Page 3 of 3

Re: Flushing TLB in an SMP environment

Posted: Sat May 14, 2011 2:01 pm
by rdos
As I suspected, minimizing IPIs is the key to performance (at least with my message test application). When I first got it to work, the whole design scaled poorly. Here are some figures comparing AMD Athlon with Intel Atom:

* 1 core Athlon: 6.7 times faster than Atom
* 2 cores Athlon: 8.4 times faster than Atom
* 3 cores Athlon: 6.2 times faster than Atom
* 4 cores Athlon: 5.9 times faster than Atom

As can be seen, the increasing number of IPIs when more cores are added contributes to the application running slower with 3 and 4 cores (it is fastest with 2 cores).

The solution to regain scalability is simple. Instead of sending IPIs to all cores when a global page is freed, a smarter algoritm is used. If the destination core has no thread running, or is running the null thread, just set a flag in the core private data that instructs the core to force it to reload CR3 the next time it loads a thread.
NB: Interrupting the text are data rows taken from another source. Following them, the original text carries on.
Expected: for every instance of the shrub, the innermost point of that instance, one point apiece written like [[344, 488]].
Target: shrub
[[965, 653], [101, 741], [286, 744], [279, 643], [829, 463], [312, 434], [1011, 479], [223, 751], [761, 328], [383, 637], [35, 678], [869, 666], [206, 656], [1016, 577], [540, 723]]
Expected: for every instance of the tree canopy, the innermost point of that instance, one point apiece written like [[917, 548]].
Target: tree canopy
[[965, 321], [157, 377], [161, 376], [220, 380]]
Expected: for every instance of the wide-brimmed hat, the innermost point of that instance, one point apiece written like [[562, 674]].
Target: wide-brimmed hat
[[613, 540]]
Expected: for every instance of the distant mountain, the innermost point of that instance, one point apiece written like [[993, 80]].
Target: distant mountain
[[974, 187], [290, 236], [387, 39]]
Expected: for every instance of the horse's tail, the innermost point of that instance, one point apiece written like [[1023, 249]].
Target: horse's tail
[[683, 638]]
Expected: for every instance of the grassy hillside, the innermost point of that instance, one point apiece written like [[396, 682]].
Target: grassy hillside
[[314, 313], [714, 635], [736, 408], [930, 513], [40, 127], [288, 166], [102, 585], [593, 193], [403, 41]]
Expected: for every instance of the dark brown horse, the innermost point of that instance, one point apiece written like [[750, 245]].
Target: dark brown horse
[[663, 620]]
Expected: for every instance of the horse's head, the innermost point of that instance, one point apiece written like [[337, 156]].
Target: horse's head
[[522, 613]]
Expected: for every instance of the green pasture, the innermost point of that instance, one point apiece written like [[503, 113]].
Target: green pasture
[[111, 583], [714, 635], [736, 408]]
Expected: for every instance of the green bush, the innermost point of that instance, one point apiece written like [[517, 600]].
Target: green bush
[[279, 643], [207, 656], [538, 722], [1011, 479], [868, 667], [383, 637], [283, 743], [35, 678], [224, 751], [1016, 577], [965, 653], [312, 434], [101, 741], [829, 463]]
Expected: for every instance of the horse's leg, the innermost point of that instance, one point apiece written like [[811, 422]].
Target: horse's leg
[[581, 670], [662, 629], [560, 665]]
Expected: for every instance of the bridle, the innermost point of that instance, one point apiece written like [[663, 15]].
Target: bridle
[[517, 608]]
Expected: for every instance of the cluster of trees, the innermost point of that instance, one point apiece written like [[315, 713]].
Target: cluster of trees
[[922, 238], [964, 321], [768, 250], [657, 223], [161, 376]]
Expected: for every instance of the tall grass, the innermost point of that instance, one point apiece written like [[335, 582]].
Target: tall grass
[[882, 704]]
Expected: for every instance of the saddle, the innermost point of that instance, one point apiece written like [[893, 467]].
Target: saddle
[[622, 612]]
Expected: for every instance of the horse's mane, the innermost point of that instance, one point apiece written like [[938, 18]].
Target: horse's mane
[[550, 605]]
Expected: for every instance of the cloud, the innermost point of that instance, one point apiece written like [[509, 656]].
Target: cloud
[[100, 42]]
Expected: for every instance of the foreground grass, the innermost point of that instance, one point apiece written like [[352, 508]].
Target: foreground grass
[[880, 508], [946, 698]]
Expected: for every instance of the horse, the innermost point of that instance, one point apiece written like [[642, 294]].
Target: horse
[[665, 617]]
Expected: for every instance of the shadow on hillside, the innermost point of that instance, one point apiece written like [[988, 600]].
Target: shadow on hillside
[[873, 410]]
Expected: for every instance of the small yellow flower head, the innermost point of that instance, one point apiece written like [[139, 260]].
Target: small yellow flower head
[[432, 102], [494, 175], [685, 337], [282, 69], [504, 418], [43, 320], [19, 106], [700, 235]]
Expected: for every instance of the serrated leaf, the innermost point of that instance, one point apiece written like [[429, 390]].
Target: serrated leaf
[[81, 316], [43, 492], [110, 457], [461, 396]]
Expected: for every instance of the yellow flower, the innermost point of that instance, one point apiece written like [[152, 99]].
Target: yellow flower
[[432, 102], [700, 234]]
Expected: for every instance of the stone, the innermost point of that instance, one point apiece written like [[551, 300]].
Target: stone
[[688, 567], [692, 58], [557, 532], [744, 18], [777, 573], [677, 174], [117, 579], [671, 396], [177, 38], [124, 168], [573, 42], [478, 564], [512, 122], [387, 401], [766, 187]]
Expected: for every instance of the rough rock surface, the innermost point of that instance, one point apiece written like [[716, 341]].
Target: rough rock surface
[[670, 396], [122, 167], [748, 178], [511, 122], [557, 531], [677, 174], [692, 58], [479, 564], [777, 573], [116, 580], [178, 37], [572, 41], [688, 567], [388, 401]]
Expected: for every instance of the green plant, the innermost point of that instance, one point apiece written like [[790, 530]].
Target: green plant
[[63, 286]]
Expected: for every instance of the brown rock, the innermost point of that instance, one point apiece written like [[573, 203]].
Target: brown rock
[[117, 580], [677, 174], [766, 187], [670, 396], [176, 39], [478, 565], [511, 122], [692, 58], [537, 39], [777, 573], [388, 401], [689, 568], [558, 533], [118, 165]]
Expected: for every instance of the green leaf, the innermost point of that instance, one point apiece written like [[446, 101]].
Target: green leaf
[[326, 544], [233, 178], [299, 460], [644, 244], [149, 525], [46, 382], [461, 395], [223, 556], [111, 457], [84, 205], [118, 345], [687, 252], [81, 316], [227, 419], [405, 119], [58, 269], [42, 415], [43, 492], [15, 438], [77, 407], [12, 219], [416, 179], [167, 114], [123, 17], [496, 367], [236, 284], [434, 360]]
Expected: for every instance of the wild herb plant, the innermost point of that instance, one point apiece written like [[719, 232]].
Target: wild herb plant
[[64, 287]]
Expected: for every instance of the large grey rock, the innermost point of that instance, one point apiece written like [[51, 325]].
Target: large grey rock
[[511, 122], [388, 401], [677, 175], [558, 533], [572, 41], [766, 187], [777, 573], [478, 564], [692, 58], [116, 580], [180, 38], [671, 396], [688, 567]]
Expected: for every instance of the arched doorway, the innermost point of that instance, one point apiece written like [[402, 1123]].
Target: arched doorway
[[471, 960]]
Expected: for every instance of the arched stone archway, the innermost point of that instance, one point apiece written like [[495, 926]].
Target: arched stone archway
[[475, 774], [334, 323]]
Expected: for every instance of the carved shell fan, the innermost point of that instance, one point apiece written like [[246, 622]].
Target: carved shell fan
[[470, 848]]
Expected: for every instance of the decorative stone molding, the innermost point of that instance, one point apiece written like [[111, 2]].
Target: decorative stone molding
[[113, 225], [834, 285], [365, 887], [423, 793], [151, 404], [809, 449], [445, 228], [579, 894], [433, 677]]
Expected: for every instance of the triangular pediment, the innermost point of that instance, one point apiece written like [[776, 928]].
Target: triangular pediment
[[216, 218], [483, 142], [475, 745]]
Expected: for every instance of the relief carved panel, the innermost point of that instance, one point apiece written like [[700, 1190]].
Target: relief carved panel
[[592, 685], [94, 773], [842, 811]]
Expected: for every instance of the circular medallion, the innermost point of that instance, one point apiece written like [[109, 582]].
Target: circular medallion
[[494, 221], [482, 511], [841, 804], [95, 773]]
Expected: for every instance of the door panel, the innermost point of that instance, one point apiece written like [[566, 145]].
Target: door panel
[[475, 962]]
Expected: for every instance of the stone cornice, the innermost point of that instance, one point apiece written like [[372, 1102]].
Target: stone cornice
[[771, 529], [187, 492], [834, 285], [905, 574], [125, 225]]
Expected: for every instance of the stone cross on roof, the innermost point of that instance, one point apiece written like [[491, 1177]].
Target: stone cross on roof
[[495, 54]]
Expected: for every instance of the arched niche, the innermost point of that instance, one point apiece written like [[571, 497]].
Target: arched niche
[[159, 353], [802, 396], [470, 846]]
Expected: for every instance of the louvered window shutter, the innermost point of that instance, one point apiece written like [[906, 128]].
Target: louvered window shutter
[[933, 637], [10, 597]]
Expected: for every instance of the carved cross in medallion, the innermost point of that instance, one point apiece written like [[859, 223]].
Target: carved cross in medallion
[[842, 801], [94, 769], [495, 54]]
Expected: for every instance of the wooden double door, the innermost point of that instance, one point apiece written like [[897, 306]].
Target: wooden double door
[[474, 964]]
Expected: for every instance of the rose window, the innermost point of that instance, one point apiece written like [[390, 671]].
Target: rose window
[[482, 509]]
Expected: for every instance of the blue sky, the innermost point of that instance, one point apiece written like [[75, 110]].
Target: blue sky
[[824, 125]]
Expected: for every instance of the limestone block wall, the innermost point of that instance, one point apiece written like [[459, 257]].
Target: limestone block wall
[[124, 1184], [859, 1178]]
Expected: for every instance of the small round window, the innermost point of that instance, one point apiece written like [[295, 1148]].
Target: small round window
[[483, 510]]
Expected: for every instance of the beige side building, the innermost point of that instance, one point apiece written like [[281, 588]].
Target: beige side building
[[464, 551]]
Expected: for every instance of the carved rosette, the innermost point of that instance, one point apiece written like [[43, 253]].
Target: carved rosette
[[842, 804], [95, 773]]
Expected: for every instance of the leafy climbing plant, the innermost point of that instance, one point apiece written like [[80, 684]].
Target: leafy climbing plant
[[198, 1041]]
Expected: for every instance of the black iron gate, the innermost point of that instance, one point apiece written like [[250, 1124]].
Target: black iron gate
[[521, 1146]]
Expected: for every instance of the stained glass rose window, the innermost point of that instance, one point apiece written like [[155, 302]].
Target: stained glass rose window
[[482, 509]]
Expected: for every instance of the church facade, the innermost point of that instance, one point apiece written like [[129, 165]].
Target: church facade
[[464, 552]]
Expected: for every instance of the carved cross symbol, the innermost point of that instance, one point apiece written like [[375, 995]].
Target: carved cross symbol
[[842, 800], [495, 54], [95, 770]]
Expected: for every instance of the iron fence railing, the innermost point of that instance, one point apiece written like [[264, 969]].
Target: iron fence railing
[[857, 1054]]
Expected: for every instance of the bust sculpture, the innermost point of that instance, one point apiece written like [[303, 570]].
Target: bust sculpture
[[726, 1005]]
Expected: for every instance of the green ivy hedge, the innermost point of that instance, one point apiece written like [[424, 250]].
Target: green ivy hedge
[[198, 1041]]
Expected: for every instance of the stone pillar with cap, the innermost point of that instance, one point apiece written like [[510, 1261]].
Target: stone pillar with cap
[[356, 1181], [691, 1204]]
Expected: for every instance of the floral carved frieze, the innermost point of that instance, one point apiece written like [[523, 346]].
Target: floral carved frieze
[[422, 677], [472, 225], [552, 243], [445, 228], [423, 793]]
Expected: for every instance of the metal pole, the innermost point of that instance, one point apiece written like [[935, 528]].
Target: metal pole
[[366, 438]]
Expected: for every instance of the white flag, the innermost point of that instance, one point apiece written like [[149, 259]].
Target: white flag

With this algorithm, 4 cores Athlon runs 11.5 timer faster than Atom. IOW, the design scales well again.

Re: Flushing TLB in an SMP environment

Posted: Mon May 16, 2011 4:33 am
by Combuster
the design scales well
Because in the mathematical system of Rdos, 6.7 times 4 equals 11.5 :roll:

Re: Flushing TLB in an SMP environment

Posted: Mon May 16, 2011 5:05 am
by rdos
Combuster wrote:
the design scales well
Because in the mathematical system of Rdos, 6.7 times 4 equals 11.5 :roll:
It does scale well because the test application consists of a single receiver that is bombarded by requests from 8 IPC threads and 8 network threads. Because of this we would not expect it to run much faster with 4 cores than with 1. The best we could expect is about twice the speed of a single core, which is almost what is achieved with 4 cores. The important parameter instead is that performance does not degrade as more cores are added, something that could happen when IPIs are sent between many cores.

What the last fix essentially does is to remove IPIs to cores that are idle, and instead setting a flag to indicate there is a need for a CR3 reload when the next thread is loaded. This minimizes IPIs, and I expect the effect to persist with 8 or 16 cores as well (but I cannot verify this as I have no such machine).

An alternative approach to the same problem would be to simply shut-down all cores except for 2-3 as the remaining cores would only be running idle-code. An algoritm for this could be pretty straight-forward. If the accumulated time in null-thread for cores is above say 1.5 times the time elapsed, there are too many active cores for the present load.